Los daños colaterales que actualmente lamentan las familias productoras ya se había resentido hace más de dos décadas. “Desde el Pays tuvimos el compromiso desde siempre de acompañar al sector: de hecho el año pasado ya habíamos presentado un proyecto similar y, cuando lo redacté, mucho de lo que estaba allí ya estaba en una ley de emergencia yerbatera que se aprobó en 2001, y también viene desde la creación de la Crym (Comisión Reguladora de la Yerba Mate) en 1930”, repasó.

“Estas problemáticas reiteradas que se suceden en la provincia de Misiones con respecto al sector yerbatero, se dan cuando se desregula, porque no es un mercado perfecto”, remarcó.
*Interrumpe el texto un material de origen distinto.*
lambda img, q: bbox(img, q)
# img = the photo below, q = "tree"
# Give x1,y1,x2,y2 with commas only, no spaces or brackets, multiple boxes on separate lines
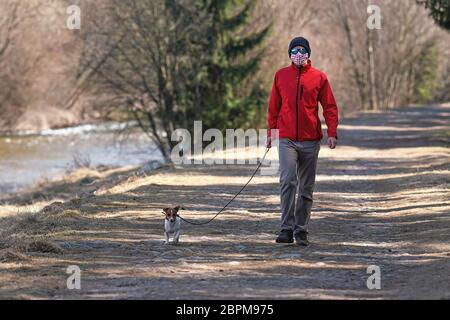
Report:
0,0,35,131
418,0,450,30
76,0,211,159
199,0,272,131
414,45,440,102
77,0,271,158
333,0,370,110
330,0,444,110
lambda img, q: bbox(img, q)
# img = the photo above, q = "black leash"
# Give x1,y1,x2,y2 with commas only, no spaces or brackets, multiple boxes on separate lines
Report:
178,147,270,226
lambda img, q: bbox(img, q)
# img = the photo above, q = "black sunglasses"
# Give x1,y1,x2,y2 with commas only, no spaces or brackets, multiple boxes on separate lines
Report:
290,47,307,55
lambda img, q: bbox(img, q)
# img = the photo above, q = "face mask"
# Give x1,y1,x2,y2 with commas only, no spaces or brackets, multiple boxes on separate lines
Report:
290,52,308,66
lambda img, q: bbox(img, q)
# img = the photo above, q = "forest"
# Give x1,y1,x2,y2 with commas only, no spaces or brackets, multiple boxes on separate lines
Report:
1,0,449,155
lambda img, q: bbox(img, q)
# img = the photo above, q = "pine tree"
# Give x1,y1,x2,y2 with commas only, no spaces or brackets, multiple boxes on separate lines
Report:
199,0,272,131
419,0,450,30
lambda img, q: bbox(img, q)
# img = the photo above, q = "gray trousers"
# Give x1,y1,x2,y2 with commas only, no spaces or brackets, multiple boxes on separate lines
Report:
278,138,320,233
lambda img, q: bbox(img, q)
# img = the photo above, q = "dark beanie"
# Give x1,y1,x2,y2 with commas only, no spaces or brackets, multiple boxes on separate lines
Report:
288,37,311,57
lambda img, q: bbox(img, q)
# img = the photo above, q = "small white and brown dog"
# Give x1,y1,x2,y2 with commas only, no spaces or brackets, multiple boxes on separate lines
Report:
162,206,185,244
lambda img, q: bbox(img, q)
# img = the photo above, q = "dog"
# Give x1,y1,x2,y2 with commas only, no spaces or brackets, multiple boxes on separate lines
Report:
163,206,185,244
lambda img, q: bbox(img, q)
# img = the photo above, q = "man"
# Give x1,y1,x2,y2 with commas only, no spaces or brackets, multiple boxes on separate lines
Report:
266,36,339,246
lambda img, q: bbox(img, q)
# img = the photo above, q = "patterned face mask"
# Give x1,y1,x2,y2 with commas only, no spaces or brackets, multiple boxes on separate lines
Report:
290,52,308,66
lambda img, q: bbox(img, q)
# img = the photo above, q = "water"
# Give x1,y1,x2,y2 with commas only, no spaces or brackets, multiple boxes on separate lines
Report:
0,122,164,196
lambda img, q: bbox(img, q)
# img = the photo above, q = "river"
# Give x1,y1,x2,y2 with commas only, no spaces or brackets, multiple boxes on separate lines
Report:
0,122,164,197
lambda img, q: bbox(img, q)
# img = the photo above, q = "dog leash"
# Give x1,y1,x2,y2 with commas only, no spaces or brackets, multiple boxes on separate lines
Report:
178,147,270,226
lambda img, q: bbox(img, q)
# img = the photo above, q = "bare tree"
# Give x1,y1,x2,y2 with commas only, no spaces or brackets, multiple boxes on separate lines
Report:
0,0,29,130
328,0,445,111
366,0,378,111
76,0,211,159
261,0,316,76
377,0,442,108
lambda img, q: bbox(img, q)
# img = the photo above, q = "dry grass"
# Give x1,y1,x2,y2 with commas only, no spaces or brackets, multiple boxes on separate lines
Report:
24,240,64,254
0,201,86,256
0,250,31,263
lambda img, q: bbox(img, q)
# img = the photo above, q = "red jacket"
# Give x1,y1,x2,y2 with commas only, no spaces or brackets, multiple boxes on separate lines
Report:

“Muchos productores votaron esto”
Uno de los ejes centrales de la discusión fue el rol que ocupó el Inym a lo largo de la historia de la producción y sostenimiento de la actividad yerbatera. El productor Luis Alberto Andrusyszyn acotó que “hace dos años y medio que pedimos que revean la decisión equivocada que tomaron con el Inym; es cierto que había cosas para corregir, pero no quiere decir que haya que tirar todo” como a “un auto cuando se le rompe la cubierta”, graficó.
“Hicieron un daño tremendo a las familias, son cuatro años de padecer una soledad absoluta y le dan ventaja a las grandes industrias. Ellos hacen grandes cosas con el esfuerzo de los pequeños productores”.
Quien no calló sus observaciones sobre la situación fue el diputado del Pays, Héctor “Cacho” Bárbaro. Antes de anticipar su apoyo al proyecto, remarcó que “mientras esté Milei y este sistema perverso, no vamos a recuperar nada. Entonces tenemos que convencernos que los misioneros tenemos que armar una herramienta propia para tratar de fijar el precio, si no, vamos a pasar 8 años esperando que alguien decida si Milei da vuelta atrás”.
En otro tramo de su intervención, se dirigió a los colonos. “Había un sector de los productores que no estaba de acuerdo con el Inym, y cuando dijeron que iban a desregularlo, muchos productores votaron eso, ‘el cambio’”.